The First National Bank of York at various times between 1914 and 1924 loaned money on notes to the company. In March, 1927, the company was dissolved and ordered liquidated. The liquidator allowed the bank's claim but refused to make any assessment for the payment of the notes. The court below sustained this action because the bank failed to meet the burden of proof by not showing that the proceeds of the notes were used to pay fire losses, proper expenses, or for other legal purposes during the term of any particular policy. In other words, the bank was required to prove the purposes for which the money was used and that particular policies were affected thereby before an assessment could be levied. The court below held the bank to too strict a duty.
The situation must not be viewed as though the company were proceeding against policyholders but as a creditor pursuing the members. When a company sues, it has within its control all the evidence pertaining to this question. It knows or has the means of knowing how the money was applied, and if to pay off losses by fire, which losses, or for what other purposes it was applied. When a creditor attempts to force the state liquidator to make an assessment, all that it is necessary *Page 31 to show is that the money borrowed or credit given was within statutory authority of the company and was lawfully borrowed or loaned. It would be grossly unfair to require the bank, before an assessment is made, to follow money lawfully borrowed, account for its application, or, in default, to refuse an assessment, thus precluding recovery. When policyholders are called on to pay the assessment they are entitled to make any defense available. The assessment precludes nothing. We now merely decide that an assessment shall be made. The parties liable may be difficult of determination, but, as said in Stone v. Schiller Building Loan Assn., 302 Pa. 544, such difficulties cannot preclude recovery, and the liquidator will be required to assess those who may be held for liability under the law.

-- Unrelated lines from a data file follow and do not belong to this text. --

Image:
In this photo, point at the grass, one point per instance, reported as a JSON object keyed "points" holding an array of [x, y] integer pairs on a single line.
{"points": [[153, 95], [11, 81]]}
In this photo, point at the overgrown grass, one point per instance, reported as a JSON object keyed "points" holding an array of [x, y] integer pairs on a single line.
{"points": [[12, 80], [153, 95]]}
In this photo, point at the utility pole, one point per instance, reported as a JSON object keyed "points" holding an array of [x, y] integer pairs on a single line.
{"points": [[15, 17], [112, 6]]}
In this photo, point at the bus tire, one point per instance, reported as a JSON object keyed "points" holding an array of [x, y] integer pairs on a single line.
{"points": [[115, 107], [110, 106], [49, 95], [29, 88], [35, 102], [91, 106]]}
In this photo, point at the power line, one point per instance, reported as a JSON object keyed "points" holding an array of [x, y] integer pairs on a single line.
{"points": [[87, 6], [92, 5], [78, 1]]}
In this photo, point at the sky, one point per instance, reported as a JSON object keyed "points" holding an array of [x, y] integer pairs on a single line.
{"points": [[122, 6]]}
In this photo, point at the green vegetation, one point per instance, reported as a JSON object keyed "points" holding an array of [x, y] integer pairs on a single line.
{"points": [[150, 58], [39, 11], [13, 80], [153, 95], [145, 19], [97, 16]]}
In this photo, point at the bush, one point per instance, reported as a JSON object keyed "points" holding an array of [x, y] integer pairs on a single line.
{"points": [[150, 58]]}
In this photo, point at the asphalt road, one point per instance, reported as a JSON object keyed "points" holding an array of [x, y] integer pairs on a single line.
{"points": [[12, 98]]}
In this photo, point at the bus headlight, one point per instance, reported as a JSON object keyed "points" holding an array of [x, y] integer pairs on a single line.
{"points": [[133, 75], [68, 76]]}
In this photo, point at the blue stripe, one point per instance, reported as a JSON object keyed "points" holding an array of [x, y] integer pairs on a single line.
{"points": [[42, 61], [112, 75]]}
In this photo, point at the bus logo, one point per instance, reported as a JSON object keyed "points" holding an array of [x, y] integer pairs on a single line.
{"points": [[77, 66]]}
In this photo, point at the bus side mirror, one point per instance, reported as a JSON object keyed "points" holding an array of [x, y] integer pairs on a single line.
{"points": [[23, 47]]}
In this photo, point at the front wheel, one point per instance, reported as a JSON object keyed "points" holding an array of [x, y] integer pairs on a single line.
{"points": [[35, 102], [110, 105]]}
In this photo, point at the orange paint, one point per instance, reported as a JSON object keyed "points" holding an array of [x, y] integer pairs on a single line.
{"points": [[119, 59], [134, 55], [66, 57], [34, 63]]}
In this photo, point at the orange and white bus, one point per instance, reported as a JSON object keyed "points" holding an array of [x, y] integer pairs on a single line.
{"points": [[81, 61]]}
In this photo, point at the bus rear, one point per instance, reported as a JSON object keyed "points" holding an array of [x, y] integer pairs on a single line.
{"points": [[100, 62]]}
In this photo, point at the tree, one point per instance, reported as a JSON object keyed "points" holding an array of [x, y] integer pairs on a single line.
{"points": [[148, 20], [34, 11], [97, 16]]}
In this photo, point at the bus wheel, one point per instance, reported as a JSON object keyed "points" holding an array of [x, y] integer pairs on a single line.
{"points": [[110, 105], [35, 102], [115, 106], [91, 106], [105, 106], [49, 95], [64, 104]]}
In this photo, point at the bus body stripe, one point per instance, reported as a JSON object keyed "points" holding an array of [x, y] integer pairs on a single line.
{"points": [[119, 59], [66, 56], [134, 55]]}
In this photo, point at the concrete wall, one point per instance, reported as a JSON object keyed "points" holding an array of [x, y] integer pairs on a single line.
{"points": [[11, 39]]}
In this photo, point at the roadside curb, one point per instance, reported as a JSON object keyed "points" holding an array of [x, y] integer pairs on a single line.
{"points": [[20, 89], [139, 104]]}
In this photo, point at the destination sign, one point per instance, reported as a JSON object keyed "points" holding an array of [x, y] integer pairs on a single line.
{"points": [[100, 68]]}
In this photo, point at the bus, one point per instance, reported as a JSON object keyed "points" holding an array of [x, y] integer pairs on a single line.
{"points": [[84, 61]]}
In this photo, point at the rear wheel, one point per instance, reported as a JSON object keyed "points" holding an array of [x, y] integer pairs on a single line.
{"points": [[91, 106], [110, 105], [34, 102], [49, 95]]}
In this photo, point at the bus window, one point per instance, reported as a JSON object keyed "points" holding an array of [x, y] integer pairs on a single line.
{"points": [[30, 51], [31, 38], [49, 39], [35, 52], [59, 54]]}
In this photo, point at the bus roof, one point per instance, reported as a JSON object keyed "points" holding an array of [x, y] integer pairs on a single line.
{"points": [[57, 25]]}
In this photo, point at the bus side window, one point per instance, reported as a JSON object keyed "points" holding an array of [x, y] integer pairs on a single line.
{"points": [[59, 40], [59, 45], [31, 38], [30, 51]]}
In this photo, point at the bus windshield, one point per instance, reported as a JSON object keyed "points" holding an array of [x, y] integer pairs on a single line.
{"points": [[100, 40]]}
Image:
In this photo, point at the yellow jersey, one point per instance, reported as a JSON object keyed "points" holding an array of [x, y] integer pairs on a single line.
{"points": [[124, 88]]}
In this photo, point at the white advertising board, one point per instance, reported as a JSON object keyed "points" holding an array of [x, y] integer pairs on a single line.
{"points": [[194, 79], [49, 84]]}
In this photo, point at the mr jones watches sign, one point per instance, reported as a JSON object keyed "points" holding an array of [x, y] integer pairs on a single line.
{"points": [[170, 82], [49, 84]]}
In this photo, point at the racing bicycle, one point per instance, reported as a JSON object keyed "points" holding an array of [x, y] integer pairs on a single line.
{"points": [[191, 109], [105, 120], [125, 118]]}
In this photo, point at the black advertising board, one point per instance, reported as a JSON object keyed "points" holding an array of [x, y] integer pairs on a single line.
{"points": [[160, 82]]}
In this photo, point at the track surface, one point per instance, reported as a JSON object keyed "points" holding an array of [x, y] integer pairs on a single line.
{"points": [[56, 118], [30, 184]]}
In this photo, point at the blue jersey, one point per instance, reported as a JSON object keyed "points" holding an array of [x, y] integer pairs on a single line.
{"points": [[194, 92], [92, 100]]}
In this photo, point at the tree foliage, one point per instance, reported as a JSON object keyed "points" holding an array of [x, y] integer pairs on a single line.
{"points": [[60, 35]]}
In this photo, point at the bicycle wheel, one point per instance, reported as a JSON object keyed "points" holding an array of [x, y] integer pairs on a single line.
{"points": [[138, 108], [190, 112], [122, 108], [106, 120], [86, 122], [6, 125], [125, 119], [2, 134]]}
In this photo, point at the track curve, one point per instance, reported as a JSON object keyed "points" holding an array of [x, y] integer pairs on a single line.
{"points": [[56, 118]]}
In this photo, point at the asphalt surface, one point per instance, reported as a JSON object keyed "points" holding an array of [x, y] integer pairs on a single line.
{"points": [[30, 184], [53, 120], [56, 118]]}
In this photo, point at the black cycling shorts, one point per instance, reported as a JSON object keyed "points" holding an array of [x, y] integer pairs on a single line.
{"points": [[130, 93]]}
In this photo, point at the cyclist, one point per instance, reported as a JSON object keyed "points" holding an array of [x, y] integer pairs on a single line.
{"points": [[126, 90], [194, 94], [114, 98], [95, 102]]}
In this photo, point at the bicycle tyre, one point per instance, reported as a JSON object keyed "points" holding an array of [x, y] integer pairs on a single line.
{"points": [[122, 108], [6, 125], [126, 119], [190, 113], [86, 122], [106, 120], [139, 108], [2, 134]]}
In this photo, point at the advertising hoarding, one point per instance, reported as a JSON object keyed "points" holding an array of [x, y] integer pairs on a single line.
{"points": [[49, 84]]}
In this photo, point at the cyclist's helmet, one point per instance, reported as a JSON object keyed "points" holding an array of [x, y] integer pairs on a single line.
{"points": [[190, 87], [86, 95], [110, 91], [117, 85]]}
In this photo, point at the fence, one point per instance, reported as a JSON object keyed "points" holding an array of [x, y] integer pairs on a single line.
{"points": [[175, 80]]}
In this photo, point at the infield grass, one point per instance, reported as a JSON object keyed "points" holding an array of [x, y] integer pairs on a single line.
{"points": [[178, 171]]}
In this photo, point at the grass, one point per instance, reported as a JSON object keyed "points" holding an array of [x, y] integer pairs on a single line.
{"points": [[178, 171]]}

The term "expenses" in the act is broad enough to include all other legal purposes as used in the by-laws. Both are limited by the object and purposes of the company, and, as this is a mutual concern and as liability requires assessment only against those who are members when the debt or obligation arises, these words dealing with liability must be so limited.
Decree reversed; the exceptions are sustained and the liquidator is directed to make the assessment to be paid by policyholders. Costs to be paid from the funds in the hands of the liquidator.